Lorsqu'une page web m'intéresse au point de vouloir en garder la trace, je voudrais pouvoir l'imprimer directement à la suite d'un fichier pdf d'archivage global, depuis Safari (avec un bouton sur la barre d'outils ou bien via le menu "Services").

Je ne parviens pas à réaliser le service Automator voulu (sous Snow Leopard X.6.2), quelqu'un pourrait-il m'aider ?

merci !
Arnaud


----------



## Moonwalker (18 Mars 2010)

Ajoute le bouton d'impression dans la barre d'outil de Safari. Après, ça prend trois clics.


----------



## AM28 (18 Mars 2010)

Moonwalker a dit:


> Ajoute le bouton d'impression dans la barre d'outil de Safari. Après, ça prend trois clics.



merci, ça je l'ai fait mais ça ne répond pas à ma question : je voudrais que le pdf imprimé aille directement se combiner avec un pdf existant d'archives.


----------



## Moonwalker (18 Mars 2010)

AM28 a dit:


> merci, ça je l'ai fait mais ça ne répond pas à ma question : je voudrais que le pdf imprimé aille directement se combiner avec un pdf existant d'archives.



Ben alors, formule un peu mieux tes questions. 

Le dossier à viser est PDF Services.

Il en existe un, tu peux en créer un deuxième.

/Library/PDF Services (commun à tous les comptes)

~/Library/PDF Services (à un compte particulier)

http://developer.apple.com/mac/libr...html#//apple_ref/doc/uid/TP30000166-TPXREF101


----------



## AM28 (20 Mars 2010)

Merci Moonwalker, je crois que je vais pouvoir commencer à développer de petites applis toutes simples avec ce lien !

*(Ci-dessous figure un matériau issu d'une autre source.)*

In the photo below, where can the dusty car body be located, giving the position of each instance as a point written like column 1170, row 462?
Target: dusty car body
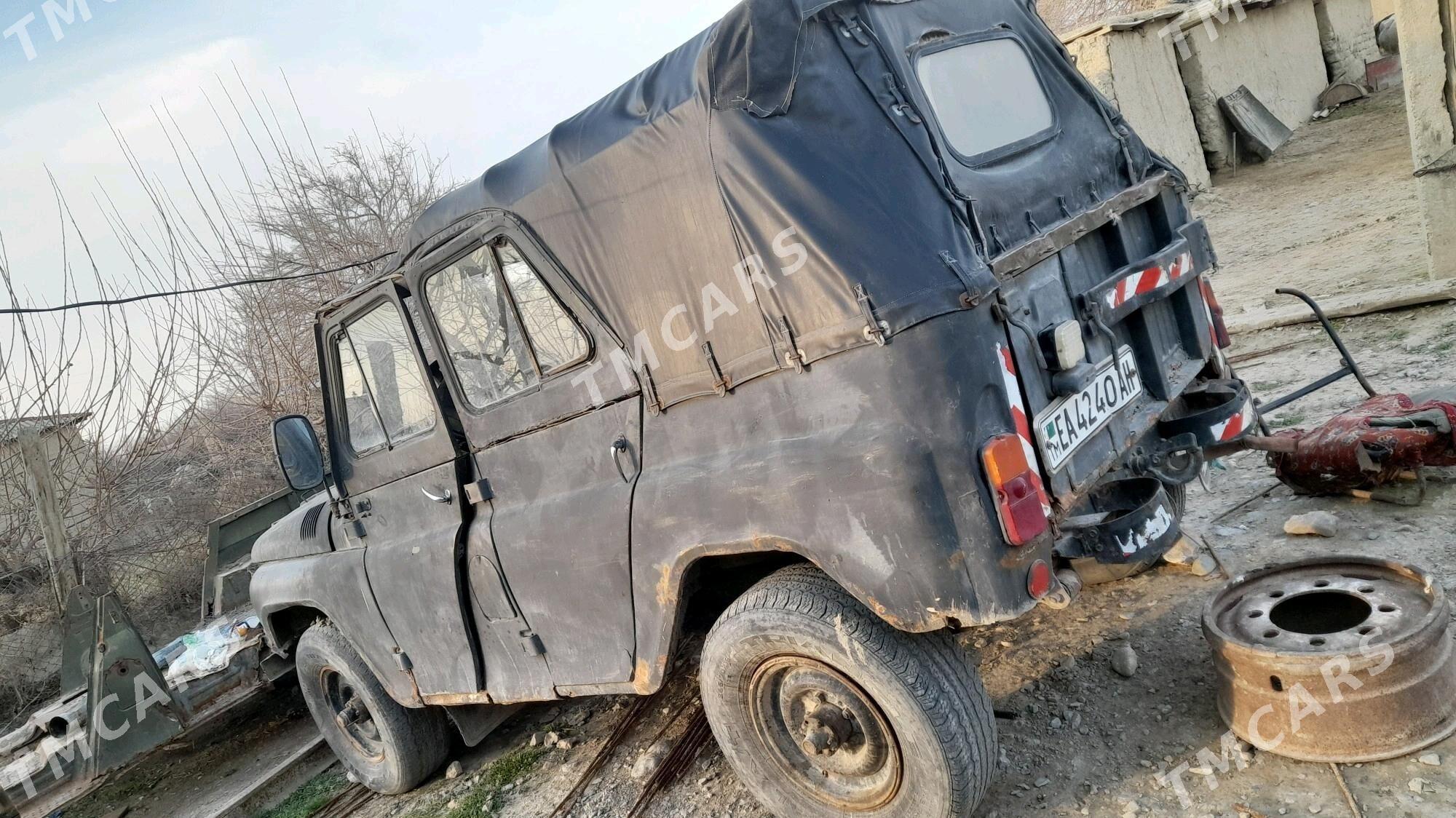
column 880, row 287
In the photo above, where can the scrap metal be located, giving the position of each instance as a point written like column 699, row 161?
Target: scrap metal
column 685, row 752
column 640, row 708
column 1369, row 446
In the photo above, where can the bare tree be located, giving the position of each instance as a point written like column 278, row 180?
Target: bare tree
column 178, row 394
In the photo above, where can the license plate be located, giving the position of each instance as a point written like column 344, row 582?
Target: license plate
column 1068, row 424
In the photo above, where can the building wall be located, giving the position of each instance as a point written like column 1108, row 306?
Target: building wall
column 1275, row 52
column 1348, row 37
column 1152, row 97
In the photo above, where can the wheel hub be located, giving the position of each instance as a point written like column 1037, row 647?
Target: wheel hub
column 352, row 715
column 826, row 734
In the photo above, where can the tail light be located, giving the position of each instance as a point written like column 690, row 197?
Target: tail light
column 1039, row 580
column 1021, row 501
column 1221, row 331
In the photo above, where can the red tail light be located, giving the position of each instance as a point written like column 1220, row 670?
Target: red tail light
column 1021, row 501
column 1039, row 580
column 1221, row 331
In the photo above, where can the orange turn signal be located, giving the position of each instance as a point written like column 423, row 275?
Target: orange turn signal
column 1021, row 501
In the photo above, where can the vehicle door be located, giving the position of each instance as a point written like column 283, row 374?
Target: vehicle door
column 557, row 449
column 400, row 469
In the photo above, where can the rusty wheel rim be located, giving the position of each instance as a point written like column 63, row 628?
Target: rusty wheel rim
column 352, row 715
column 825, row 734
column 1343, row 659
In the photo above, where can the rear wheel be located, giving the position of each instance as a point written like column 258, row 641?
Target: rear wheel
column 389, row 749
column 825, row 711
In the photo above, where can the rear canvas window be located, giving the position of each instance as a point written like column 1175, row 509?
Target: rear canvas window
column 986, row 95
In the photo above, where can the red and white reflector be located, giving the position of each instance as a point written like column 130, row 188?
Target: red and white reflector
column 1021, row 503
column 1039, row 580
column 1221, row 331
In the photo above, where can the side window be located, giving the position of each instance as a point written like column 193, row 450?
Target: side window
column 480, row 330
column 481, row 322
column 555, row 337
column 387, row 397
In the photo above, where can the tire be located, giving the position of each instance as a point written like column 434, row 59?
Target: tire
column 389, row 749
column 1094, row 573
column 902, row 720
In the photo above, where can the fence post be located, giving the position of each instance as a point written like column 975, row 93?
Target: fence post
column 53, row 523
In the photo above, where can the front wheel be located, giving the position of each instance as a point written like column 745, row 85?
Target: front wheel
column 388, row 747
column 825, row 711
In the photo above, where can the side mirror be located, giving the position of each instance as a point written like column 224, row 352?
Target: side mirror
column 299, row 453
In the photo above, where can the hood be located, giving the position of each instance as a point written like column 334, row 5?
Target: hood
column 304, row 533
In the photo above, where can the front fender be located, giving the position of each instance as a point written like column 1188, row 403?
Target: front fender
column 337, row 586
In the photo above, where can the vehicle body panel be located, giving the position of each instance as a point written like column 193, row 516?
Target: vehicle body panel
column 411, row 542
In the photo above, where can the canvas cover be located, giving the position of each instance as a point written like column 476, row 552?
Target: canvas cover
column 777, row 140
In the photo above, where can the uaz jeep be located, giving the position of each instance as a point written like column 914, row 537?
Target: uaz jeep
column 848, row 325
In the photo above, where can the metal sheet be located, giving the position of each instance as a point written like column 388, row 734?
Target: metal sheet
column 1262, row 130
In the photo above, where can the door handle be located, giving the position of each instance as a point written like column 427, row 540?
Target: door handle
column 621, row 448
column 445, row 499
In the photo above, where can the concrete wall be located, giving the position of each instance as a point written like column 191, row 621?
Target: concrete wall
column 1429, row 57
column 1138, row 72
column 1348, row 36
column 1275, row 52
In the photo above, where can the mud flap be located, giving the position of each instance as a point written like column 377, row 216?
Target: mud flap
column 1122, row 522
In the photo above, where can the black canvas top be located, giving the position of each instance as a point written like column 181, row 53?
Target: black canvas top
column 778, row 140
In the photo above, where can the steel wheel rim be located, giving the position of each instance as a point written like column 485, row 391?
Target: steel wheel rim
column 825, row 734
column 352, row 715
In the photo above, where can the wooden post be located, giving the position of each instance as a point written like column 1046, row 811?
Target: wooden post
column 53, row 523
column 1429, row 62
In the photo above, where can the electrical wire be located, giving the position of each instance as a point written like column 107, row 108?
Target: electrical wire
column 175, row 293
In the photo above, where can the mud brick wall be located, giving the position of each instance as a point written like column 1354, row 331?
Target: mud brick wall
column 1348, row 37
column 1273, row 50
column 1138, row 72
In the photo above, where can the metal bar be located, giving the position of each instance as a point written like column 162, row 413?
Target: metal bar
column 1305, row 392
column 1334, row 337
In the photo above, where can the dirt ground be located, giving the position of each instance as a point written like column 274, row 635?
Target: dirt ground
column 1334, row 212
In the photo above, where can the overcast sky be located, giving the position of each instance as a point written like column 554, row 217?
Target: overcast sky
column 475, row 82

En revanche ça m'a l'air assez touffu au démarrage... si quelqu'un a un petit conseil, je suis preneur !
(je suis assez dérouté par Automator version Leopard, la version Tiger me paraissait légèrement plus intuitive, je me trompe ?)


----------



## Moonwalker (24 Mars 2010)

Les différences avec la version Tiger sont effectivement importantes. Automator 2 est une version totalement remaniée. Il faut réapprendre Automator, oublier ce qu'on faisait en Tiger.

La version Snow Leopard constitue aussi un changement important. Il y a de nouvelles actions, plus puissantes, notamment pour les PDF. Il faut définir d'avance le type de processus qu'on veut créer (workflow, application, service, action de dossiers, modules d'impression, alarme iCal, module de transfert).

Dans ton cas, module d'impression serait tout indiqué.

Mais fait d'abord ton workflow normal ensuite tu le recommenceras en module d'impression.

(je ne sais pas pourquoi, j'étais parti dans l'idée que tu étais encore sur 10.5 - ta signature est ton premier post étaient pourtant clairs)


----------